Eugene excels so much at monastic virtues that she is named the next abbot, after protesting that she is not worthy. Like Marina, she is accused of sexual impropriety, in this case by a woman whom she healed and whose sexual advances she declined. Eugene and the other monks are brought to trial for sexual assault. The judge is Eugene's father (who doesn't recognizer her). After trying other means to convince him of her innocence, Eugene opens the front of her gown to show her breasts and tells him who she is. Impressed by her virtue, Eugene's whole family converts to Christianity (and then are martyred).
There are other transvestite saint biographies that include the motif of cross-dressing to leave a pagan family and/or escape an unwanted marraige. The oldest (Syriac) text of Eugene's story identifies Saint Thecla as a role model. (Thecla more overtly put on male clothing to "become a man for Christ".) Unlike the other transvestite saints in this group, Eugene returns to living as a woman after the revelation of her identity. She cross-dressed to access a monastic Christian life, but stopped doing so when that was no longer necessary for her goals.
Unlike Marina and Eufrosyne, Eugene was not isolated of ostracized within the monastic community. But in the context of being named abbot, she sees (and proclaims) herself as unworthy for the post and finds a way of performing humility even when she accepts. Like Marina, Eugene is skilled in healing which leads to the contact with the woman who accuses her. In both cases, the cross-dressing monastic women express scorn for the women who approach them sexually.

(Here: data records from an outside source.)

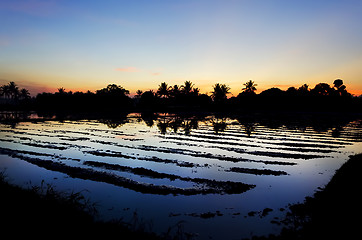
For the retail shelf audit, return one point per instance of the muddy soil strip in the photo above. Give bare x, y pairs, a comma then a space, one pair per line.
226, 186
90, 174
292, 149
150, 159
188, 152
256, 171
237, 137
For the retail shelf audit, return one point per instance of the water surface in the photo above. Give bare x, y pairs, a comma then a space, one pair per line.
219, 177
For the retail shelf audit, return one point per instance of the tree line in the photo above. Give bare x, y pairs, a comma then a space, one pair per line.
186, 97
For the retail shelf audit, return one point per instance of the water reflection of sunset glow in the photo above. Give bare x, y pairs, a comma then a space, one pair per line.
85, 46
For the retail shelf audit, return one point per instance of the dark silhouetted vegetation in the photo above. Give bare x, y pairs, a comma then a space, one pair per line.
332, 212
187, 97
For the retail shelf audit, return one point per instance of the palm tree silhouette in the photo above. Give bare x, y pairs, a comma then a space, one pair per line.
139, 93
13, 89
5, 91
220, 92
163, 90
250, 87
24, 94
187, 87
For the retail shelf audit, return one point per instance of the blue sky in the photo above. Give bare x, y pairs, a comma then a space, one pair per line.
81, 45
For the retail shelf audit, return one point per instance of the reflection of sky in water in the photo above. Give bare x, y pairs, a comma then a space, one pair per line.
201, 153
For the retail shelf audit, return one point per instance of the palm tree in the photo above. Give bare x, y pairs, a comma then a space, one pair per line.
24, 94
175, 91
13, 90
341, 89
187, 87
163, 90
61, 90
220, 92
139, 93
4, 91
250, 87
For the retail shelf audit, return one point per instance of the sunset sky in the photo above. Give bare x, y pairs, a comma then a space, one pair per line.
85, 45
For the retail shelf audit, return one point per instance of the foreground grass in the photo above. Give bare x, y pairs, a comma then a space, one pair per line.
333, 213
44, 212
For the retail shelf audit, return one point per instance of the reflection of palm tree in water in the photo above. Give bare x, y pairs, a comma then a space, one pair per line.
218, 124
249, 128
189, 124
162, 124
175, 123
336, 132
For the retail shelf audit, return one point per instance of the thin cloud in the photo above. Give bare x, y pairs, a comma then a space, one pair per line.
127, 69
31, 7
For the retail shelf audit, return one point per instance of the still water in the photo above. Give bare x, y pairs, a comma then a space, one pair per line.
213, 176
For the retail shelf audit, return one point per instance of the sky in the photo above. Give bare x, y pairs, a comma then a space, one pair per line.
86, 45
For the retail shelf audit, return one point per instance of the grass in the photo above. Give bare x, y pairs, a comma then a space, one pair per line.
45, 212
332, 213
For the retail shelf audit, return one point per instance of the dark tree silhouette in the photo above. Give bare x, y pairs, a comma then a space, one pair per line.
220, 92
163, 90
113, 90
340, 88
24, 94
322, 89
139, 93
175, 91
250, 87
187, 87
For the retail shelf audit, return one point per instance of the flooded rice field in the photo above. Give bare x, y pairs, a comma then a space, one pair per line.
216, 177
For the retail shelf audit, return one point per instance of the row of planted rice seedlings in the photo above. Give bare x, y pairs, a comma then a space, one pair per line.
106, 146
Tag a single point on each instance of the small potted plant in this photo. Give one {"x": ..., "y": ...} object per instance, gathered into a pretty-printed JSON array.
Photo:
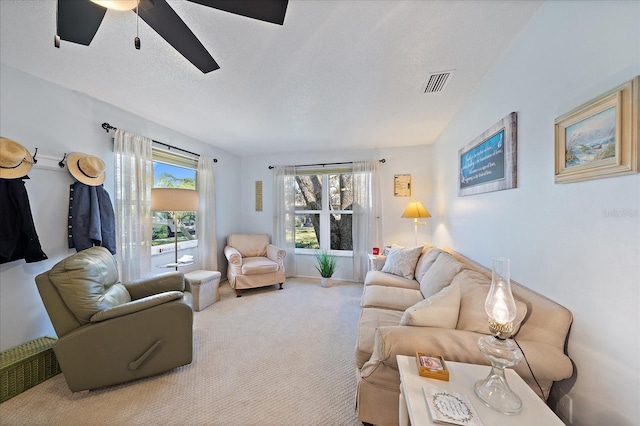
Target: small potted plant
[{"x": 326, "y": 264}]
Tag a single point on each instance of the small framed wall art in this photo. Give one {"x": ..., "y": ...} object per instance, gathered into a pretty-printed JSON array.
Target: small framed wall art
[
  {"x": 488, "y": 163},
  {"x": 402, "y": 185},
  {"x": 600, "y": 138}
]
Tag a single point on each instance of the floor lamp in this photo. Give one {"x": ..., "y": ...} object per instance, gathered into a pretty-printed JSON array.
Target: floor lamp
[
  {"x": 415, "y": 210},
  {"x": 174, "y": 200}
]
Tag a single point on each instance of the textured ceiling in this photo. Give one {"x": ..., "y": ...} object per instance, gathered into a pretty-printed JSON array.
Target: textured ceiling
[{"x": 337, "y": 74}]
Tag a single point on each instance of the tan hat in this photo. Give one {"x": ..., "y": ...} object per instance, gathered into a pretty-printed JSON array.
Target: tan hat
[
  {"x": 88, "y": 169},
  {"x": 15, "y": 160}
]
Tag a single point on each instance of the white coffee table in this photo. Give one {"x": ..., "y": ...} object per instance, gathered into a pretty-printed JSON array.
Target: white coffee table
[{"x": 462, "y": 377}]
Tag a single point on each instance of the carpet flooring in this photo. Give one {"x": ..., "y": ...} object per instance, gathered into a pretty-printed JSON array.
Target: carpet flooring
[{"x": 267, "y": 358}]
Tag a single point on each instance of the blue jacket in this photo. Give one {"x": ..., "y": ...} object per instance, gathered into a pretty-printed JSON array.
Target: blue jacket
[{"x": 91, "y": 218}]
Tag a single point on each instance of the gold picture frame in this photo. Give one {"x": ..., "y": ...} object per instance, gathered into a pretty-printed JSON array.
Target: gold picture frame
[{"x": 600, "y": 138}]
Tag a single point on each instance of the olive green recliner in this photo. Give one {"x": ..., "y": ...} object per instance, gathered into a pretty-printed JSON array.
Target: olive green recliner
[{"x": 109, "y": 332}]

Pelagia/Pelagius was a dancer in Antioch. (The implication is that she was sexually promiscuous although it isn't clearly indicated that she was a prostitute.) While parading through the city in all her finery, she stops to listen to a bishop preaching. He is troubled by his admiration for her. After listening to another of his sermons, she demands that he baptize her, after which she gives all her wealth to the church. After being instructed in religion by an abbess, she goes on pilgrimage to Jerusalem, dressed in male clothing that the bishop gave her. She lives near Jerusalem as a (male) hermit. Much later, the bishop sends a pilgrim to speak with her, and after Pelagia's death, that pilgrim discovers her physiological sex.
In contrast to the other transvestite saints in this group, Pelagia doesn't take up a monastic life due to personal decision, but because the bishop's sermons convinced her. But why does the bishop give her male clothing, even though the story indicates there is a female monastic community she could join? (She is given into the care of an abbess for instruction.) In the oldest (Syriac) text, this is part of Pelagia's renunciation of her old life. The (male) clothes have meaning not because of their gender but because they were the bishop's own clothing. (In this version, Pelagia in her male persona is also taken for a eunuch.)
Especially in the context of the early versions where women present themselves as eunuchs, might this be a case of the transvestite saints becoming "neuter" rather than male? Unlikely, as there is no similar motif for male saints. It is masculinity, not simply lack of femininity, that is the goal. The medieval versions of the texts drop the eunuch motif, possibly because it was no longer a familiar part of the social landscape.